Im Hinblick auf diese Berichte junger orientalischer Christen in der Synodenaula widmet die katholische Nachrichtenagentur “AsiaNews” am 16. Oktober an ihrem römischen Sitz in der Via Barrili ihr diesjähriges Herbstsymposion den “Jungen Leuten, die Widerstand leisten”. All das, was im Westen an der Jugend von heute beklagt wird – Individualismus, Einsamkeit, komplettes Abtauchen in die virtuelle Welt – gebe es zwar im Orient auch.
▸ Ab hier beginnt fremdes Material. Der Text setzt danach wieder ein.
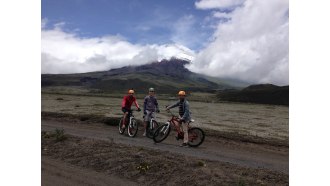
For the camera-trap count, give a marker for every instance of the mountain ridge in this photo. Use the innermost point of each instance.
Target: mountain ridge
(166, 76)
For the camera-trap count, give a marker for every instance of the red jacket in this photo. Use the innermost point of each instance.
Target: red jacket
(128, 101)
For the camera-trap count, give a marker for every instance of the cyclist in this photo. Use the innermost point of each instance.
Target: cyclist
(150, 105)
(127, 103)
(184, 113)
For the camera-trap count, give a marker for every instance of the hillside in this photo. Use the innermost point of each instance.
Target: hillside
(167, 76)
(262, 93)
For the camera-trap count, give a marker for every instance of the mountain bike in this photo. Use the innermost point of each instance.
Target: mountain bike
(196, 135)
(152, 125)
(131, 125)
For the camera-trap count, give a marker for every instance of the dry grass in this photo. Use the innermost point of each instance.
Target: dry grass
(266, 121)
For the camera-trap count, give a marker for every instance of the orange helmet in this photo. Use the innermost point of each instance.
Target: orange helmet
(182, 93)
Aber es gebe dort – und in einigen anderen Weltgegenden – auch Situationen von Krieg, Unterentwicklung, Leben in Megastädten, wo “etwas Neues wächst, das vom christlichen Glauben gestärkt wird”. Dieses “Neue” aus dem Orient könne auch im Westen eine mitreißende Wirkung entfalten. Unter den Referenten ist auch ein chaldäisch-katholischer Priester aus der Ninive-Ebene, P. Paul Thabet Mekko, Pfarrer in Karamles.